À la pensée qui lui vint alors, elle tressaillit d’horreur. Et comme elle jetait sur sa mère un regard d’infinie désolation, elle la vit si pâle, avec une telle épouvante dans les yeux, qu’elle comprit qu’elle aussi avait sans doute la même pensée.

— Oh ! mère ! fit-elle dans un murmure d’angoisse, mon cœur est brisé…

— Pauvre chérie adorée… il le fallait, vois-tu, pour éviter de plus grands malheurs…

— Mon cœur est comme mort, reprit Loïse ; mais ce n’est pas à moi que je songe…

— À quoi songes-tu donc, mon enfant ? fit Jeanne en jetant un profond regard sur sa fille. À lui, sans doute ! Ah ! mon enfant, détourne ta pensée…

Loïse secoua la tête.

— Je songe, dit-elle avec un frémissement, à l’homme qui vient de nous enlever.

Jeanne tressaillit d’épouvante. Car sa pensée était bien celle de son enfant.

— Et, acheva Loïse, en rassemblant tout ce qui nous est arrivé, tout ce qui nous arrive, je crois deviner quel est cet homme… C’est…

— Oh ! tais-toi ! tais-toi ! bégaya Jeanne comme si le nom qui était sur les lèvres de sa fille et sur ses propres lèvres à elle eût été une malédiction…

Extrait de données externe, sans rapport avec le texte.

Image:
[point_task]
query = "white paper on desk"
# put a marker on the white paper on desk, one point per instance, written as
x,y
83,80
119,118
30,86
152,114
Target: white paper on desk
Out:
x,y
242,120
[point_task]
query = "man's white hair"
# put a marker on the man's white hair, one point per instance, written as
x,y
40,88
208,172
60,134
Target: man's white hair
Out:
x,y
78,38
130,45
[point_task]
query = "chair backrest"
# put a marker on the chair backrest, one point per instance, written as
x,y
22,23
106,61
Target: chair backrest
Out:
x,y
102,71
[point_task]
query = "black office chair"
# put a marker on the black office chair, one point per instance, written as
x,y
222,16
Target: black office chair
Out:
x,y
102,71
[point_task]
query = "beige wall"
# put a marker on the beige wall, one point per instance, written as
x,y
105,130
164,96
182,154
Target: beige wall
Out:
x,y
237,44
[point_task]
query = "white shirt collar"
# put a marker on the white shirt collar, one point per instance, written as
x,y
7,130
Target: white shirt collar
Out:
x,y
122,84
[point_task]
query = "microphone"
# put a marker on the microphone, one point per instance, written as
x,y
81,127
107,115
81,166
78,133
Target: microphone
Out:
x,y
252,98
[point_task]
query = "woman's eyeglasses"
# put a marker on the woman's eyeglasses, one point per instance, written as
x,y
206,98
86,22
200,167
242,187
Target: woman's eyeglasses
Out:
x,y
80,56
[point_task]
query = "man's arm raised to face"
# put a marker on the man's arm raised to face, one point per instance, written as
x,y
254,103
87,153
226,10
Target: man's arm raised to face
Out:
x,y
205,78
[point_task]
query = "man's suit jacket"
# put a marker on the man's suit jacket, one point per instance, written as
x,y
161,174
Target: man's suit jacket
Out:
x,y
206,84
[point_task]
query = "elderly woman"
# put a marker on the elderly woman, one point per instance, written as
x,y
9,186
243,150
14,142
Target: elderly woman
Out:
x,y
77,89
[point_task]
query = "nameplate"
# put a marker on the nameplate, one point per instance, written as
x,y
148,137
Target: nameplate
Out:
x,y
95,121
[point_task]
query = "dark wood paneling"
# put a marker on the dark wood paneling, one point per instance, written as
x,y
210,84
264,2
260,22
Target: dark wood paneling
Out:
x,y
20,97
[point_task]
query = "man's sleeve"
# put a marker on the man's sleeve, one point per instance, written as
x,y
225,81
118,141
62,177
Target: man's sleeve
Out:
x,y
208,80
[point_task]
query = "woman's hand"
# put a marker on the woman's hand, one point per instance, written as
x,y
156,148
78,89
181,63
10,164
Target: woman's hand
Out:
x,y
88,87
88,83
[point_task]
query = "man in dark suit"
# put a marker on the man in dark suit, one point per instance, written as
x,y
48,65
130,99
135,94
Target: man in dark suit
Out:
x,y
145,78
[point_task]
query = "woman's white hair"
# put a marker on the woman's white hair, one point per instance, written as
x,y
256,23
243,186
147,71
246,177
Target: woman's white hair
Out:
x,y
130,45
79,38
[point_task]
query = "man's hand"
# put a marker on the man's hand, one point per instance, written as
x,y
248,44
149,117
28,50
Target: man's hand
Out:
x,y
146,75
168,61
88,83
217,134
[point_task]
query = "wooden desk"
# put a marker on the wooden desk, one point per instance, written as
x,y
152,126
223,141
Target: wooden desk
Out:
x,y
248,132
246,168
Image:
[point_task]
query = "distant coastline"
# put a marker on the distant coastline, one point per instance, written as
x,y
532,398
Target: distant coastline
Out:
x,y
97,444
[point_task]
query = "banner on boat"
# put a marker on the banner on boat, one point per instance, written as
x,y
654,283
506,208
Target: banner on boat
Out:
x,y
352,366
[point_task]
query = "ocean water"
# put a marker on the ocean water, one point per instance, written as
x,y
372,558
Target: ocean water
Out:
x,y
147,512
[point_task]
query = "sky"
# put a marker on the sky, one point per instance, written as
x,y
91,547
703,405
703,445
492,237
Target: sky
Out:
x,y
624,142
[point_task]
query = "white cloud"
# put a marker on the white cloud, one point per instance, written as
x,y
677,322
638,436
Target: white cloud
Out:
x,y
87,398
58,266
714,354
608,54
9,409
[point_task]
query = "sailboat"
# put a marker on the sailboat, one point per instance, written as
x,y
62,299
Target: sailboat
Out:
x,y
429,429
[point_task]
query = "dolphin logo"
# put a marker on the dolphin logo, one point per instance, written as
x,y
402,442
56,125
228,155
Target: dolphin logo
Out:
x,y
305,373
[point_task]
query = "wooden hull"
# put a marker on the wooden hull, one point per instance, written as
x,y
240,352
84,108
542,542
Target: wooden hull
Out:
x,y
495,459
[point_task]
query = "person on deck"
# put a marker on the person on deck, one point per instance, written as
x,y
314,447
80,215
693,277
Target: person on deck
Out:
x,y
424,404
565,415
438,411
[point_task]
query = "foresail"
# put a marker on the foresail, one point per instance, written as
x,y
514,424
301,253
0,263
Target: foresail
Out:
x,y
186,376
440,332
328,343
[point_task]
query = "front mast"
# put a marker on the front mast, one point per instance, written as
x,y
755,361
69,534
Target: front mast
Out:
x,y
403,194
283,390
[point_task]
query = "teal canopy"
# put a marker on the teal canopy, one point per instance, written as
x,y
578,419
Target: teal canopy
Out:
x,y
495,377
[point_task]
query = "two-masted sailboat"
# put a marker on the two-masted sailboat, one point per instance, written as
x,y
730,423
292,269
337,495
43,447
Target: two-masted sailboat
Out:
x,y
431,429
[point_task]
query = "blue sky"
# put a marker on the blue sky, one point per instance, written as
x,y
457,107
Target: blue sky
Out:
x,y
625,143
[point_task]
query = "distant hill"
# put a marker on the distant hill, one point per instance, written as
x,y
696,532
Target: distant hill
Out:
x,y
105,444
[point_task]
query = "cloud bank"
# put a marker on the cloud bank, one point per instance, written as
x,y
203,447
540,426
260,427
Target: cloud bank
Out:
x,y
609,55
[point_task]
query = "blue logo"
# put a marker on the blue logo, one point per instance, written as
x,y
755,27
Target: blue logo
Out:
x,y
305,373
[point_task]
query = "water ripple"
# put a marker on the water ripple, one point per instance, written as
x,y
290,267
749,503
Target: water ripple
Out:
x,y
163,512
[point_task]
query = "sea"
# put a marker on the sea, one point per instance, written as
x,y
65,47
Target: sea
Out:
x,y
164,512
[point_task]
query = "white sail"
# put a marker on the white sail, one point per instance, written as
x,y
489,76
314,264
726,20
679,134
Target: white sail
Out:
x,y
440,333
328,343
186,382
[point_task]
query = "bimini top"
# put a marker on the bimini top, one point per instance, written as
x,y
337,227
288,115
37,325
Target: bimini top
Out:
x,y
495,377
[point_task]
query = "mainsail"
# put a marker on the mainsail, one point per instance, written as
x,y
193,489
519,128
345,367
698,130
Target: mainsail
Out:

Les deux femmes, dans une épouvante grandissante, se serrèrent l’une contre l’autre.

À ce moment, Jeanne étreignit sa fille plus violemment de son bras droit, tandis que son bras gauche se tendait vers la porte qui venait de s’ouvrir sans bruit…

— Lui ! murmura-t-elle en devenant livide…

Sur le pas de la porte, livide lui-même, pareil à un spectre immobile, se tenait Henri de Montmorency !…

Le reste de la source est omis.